Well on Sunday I was admitted into the hospital and moved out onto the l&d floor in a private room. I was okay with this at first, thinking with the incoming hurricane Johnny and Devin could simply come stay in my room with me. Boy was I wrong! I wasn't even in a room 5 minutes and was informed that I need to give them the name of the person staying with me. They needed the name in a few hours because it had to be put on a registered list and the the hospital would go into lock down at 8 pm, meaning no one in and no one out. I did everything I could to get them to let Devin & Johnny stay only for it to be a no go. So after some mega crying, I came to terms with the inevitable and gave up. This now meant that not only would I be spending my first ever night away from Devin, I would be doing it during an incoming hurricane. I was nerve wracked. Johnny has never had to keep Devin for more than a few hours and I have never been away from Devin for more than a few hours. At this point it had already been about 24 hours since I had really spent any time with Devin. I was very depressed by all of this. We decided that Johnny would stay at home with Devin and that my mom would stay the night with me. I talked with Johnny and Devin on the phone a few times but was mostly in and out of sleep from the pain medicine and exhaustion. They had no extra pillows or blankets for guest and I wound up having my mom go home so she could get some rest and help with Devin the next day.

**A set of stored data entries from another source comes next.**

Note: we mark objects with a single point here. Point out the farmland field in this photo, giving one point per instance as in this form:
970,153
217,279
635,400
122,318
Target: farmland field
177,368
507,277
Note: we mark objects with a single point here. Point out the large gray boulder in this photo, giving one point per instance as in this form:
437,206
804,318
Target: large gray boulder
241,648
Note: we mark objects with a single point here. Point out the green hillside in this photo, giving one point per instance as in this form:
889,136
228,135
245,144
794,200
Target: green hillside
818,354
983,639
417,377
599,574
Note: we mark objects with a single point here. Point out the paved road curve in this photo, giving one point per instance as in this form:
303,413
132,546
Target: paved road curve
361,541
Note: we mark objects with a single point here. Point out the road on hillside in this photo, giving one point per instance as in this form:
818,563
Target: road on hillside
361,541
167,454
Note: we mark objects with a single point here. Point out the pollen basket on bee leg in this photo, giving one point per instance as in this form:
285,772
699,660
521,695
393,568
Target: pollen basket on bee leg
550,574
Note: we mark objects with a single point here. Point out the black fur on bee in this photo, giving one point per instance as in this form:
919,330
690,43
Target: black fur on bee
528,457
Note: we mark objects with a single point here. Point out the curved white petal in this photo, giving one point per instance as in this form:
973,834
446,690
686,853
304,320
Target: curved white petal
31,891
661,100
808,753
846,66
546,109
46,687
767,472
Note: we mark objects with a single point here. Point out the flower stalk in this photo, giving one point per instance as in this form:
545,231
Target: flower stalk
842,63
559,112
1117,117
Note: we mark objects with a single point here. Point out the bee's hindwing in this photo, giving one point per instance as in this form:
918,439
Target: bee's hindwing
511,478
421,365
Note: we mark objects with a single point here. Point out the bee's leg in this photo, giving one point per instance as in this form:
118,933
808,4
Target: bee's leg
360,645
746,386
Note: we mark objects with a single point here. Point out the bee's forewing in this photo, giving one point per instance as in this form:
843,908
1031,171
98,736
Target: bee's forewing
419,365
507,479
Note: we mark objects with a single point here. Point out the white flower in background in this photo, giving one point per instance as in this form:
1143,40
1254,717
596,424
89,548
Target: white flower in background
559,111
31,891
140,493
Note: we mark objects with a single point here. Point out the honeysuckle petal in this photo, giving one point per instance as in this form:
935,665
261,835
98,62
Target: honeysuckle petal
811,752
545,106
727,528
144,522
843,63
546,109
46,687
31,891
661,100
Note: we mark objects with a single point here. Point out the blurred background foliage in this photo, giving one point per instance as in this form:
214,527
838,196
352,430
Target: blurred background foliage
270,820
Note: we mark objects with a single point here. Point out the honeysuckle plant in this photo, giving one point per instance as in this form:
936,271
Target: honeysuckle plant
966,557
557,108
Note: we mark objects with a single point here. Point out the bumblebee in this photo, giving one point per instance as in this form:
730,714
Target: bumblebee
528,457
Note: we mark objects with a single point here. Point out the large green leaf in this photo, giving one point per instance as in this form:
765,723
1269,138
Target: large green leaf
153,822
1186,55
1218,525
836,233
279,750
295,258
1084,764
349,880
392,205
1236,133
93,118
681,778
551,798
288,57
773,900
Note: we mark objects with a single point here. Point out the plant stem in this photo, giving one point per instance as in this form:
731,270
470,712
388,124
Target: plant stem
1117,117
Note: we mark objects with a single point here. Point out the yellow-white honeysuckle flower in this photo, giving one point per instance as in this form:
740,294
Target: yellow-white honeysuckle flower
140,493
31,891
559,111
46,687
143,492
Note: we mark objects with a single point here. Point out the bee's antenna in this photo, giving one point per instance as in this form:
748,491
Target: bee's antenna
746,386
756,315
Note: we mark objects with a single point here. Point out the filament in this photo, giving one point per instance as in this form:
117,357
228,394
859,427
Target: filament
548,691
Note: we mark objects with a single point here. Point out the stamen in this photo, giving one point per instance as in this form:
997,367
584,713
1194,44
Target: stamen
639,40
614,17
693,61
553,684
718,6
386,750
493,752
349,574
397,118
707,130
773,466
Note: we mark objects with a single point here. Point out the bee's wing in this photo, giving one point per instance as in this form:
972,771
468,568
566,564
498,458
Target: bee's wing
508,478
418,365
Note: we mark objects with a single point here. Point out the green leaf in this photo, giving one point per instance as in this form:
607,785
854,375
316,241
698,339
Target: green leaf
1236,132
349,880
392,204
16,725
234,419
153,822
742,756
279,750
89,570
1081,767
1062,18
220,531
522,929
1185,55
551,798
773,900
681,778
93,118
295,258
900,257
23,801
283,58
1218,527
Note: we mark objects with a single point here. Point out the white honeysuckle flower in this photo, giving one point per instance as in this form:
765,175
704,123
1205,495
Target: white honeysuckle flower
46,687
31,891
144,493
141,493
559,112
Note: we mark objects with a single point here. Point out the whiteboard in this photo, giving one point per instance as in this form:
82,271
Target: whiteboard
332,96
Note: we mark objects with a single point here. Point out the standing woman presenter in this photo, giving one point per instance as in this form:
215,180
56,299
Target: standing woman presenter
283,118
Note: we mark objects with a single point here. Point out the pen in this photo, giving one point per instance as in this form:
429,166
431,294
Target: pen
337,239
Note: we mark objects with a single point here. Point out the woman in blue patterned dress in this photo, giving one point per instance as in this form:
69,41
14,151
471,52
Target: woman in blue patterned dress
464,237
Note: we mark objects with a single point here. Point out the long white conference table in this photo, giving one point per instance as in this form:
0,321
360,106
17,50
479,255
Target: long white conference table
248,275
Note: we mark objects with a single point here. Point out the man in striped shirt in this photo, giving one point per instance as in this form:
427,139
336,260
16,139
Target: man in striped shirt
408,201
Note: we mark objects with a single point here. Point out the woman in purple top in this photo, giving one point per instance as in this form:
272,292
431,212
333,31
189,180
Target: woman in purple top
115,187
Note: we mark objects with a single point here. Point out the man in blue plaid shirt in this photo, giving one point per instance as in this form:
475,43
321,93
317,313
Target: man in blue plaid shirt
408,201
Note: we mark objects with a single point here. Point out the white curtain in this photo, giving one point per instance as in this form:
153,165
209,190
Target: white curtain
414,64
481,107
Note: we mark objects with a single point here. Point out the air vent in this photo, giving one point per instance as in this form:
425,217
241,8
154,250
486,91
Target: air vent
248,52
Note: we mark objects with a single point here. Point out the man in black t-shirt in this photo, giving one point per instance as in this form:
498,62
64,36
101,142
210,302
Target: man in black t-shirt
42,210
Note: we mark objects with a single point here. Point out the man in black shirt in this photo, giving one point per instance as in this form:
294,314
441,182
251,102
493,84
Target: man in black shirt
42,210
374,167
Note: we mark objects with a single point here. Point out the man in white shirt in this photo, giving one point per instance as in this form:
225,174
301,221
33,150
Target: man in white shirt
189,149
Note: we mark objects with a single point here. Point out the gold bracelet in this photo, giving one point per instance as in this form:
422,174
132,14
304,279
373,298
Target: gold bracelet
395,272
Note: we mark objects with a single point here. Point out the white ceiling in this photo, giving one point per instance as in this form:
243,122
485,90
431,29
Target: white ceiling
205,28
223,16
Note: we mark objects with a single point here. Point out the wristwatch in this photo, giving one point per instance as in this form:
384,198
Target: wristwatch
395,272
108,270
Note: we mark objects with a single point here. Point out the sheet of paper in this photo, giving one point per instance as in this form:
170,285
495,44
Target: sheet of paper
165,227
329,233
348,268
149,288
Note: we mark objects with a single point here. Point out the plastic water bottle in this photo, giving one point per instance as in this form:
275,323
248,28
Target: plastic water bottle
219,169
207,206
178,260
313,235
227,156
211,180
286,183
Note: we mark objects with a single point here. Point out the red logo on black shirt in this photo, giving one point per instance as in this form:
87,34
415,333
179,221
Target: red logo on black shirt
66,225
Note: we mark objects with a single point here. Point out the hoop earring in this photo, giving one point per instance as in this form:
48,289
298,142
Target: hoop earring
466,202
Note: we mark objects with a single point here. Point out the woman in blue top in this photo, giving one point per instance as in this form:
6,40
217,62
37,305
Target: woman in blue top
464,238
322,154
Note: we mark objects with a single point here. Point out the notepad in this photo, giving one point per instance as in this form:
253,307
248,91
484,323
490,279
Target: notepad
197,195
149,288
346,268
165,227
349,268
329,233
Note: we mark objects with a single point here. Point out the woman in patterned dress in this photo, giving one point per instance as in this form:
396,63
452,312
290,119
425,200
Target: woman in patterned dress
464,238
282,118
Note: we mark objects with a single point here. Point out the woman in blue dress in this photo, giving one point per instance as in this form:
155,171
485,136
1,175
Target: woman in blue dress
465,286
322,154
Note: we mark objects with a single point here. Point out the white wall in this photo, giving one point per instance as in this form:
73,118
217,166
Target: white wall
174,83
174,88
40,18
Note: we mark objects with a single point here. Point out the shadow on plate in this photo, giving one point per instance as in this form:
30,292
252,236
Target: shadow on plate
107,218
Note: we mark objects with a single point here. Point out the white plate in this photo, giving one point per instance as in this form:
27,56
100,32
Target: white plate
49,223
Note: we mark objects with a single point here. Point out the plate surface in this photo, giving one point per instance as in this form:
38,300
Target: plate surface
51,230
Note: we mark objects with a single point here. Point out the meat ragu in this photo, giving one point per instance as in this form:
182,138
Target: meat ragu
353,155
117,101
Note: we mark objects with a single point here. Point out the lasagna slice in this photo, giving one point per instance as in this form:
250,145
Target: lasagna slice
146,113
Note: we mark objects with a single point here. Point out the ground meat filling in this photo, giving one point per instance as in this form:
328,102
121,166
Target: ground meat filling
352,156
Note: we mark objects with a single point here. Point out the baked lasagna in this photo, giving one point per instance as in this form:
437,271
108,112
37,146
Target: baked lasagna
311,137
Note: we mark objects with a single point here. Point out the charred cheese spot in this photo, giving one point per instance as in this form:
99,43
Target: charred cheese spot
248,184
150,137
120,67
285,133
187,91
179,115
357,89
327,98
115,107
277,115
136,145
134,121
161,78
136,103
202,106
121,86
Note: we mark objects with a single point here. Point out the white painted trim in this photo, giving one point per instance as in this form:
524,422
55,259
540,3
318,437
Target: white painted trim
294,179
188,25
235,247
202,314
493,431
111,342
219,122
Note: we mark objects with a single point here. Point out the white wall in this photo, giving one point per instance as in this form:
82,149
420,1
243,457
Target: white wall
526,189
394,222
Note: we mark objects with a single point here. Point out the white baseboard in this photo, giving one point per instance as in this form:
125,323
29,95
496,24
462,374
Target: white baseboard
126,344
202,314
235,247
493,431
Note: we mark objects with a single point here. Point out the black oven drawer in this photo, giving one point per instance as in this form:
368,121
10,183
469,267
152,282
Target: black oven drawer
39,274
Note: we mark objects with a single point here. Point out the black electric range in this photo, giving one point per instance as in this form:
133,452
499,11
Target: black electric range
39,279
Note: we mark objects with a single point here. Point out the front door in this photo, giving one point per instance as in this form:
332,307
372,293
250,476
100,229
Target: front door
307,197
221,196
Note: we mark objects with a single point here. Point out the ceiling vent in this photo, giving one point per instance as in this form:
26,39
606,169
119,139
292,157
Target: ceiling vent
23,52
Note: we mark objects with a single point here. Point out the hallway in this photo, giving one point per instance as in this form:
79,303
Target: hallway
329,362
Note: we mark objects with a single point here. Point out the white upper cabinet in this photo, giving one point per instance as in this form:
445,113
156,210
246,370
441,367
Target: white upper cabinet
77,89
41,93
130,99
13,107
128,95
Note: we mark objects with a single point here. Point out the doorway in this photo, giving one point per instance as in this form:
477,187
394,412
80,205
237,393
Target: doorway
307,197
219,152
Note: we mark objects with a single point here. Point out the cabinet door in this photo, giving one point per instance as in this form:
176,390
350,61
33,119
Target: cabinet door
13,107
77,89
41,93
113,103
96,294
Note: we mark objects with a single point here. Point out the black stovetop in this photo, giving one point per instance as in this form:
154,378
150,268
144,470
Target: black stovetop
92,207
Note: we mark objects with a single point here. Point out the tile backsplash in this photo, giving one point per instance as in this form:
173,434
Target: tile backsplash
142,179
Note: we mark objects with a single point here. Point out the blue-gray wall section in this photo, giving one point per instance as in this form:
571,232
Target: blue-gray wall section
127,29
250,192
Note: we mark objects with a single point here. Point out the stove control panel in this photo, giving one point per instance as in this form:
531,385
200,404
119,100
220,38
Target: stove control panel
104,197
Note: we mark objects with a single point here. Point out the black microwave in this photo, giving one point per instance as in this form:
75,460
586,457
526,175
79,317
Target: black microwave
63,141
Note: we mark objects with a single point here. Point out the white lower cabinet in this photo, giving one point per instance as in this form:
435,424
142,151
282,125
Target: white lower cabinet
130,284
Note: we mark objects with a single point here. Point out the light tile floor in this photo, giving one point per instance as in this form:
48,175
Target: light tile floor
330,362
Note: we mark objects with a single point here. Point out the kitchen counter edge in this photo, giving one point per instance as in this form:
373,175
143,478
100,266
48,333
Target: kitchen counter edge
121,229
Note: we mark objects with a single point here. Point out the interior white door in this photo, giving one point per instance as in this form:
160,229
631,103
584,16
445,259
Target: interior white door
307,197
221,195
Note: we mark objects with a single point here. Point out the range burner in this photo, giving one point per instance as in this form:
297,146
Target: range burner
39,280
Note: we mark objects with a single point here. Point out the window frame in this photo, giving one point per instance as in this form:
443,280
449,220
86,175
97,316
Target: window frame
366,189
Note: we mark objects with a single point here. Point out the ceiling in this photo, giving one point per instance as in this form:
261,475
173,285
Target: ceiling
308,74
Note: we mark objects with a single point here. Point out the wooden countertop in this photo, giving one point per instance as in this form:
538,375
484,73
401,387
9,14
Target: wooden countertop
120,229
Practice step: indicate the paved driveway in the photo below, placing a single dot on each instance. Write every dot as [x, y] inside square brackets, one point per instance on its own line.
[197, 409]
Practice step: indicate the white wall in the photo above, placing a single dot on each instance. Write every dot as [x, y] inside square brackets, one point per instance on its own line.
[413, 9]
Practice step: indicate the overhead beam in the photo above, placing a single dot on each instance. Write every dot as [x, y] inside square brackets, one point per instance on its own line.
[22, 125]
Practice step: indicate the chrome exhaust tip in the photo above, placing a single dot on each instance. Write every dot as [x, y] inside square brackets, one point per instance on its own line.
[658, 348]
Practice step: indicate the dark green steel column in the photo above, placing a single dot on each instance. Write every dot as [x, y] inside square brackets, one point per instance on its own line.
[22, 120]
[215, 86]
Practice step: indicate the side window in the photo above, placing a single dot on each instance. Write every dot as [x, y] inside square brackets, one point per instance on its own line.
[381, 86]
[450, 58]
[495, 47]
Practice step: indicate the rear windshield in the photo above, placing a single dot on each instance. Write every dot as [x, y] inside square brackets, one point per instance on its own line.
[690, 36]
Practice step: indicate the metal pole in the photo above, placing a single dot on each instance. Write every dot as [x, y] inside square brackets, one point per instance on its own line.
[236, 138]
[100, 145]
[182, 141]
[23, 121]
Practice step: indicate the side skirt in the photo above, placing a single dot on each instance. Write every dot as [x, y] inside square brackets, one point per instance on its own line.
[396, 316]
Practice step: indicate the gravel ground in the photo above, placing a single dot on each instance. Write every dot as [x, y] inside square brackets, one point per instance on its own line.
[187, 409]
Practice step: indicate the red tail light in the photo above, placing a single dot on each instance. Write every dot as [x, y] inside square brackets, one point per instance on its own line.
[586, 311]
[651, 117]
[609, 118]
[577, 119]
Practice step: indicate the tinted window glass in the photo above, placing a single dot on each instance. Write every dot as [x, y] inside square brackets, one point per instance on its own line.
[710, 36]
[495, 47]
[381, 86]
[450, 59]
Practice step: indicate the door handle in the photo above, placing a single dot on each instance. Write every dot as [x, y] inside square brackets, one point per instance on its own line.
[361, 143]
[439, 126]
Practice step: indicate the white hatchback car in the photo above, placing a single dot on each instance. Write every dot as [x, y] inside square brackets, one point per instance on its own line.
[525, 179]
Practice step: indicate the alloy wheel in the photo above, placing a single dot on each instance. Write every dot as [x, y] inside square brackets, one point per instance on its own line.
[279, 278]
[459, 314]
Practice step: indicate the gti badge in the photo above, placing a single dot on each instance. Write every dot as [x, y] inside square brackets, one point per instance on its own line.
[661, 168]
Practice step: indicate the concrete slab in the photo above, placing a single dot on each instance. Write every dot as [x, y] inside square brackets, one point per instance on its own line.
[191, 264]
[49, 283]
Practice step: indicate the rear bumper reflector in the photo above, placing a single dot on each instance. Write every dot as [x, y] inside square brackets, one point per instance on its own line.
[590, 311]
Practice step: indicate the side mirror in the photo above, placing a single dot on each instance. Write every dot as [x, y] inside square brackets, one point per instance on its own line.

Monday morning I woke up excited and ready to see my little man. Only thing was I was in mega pain and no where near ready to go home. I figured the lock down would be lifted and I could have Johnny bring him up to the hospital for a while. With my luck I was not surprised to find out that no the lock down was not lifted but should be by noon. Noon comes and goes, lock down still not lifted. Finally at 4 pm the lock down was lifted and I didn't even know it but in comes Devin and Johnny. Johnny has a bag of essentials for me and Devin has the biggest hug and kiss in the world. I nearly cried my eyes out. Of course Devin was a active as ever and they didn't stay 15 minutes. He was ready to go see the babies in the nursery. And off they went. I was surprised at how well Johnny was doing 48 hours into all of this. That evening all the patients got moved out into the hall for what seemed like hours due to hurricanes being spotted in the area. That was annoying. I talked to Devin before going to bed that night and of course cried myself to sleep. It was nearly impossible to sleep this night, it seemed like the iv was louder than anything else and I kept picturing myself throwing from the 3rd floor window.
Tuesday was back to work for Johnny and mom came at 5:30 that morning to take over with Devin. I was happily released form the hospital at 10 am, after much begging and pleading with my doctor and the whole way down the elevator and to the car Devin held my hand and kept telling me how much he loved me. I felt so good to be home. Now if I can only get over this splitting headache.
I now have to take 2 antibiotics a day for a week and then one a day for the rest of the pregnancy and of course plenty of fluids to flush out my kidneys.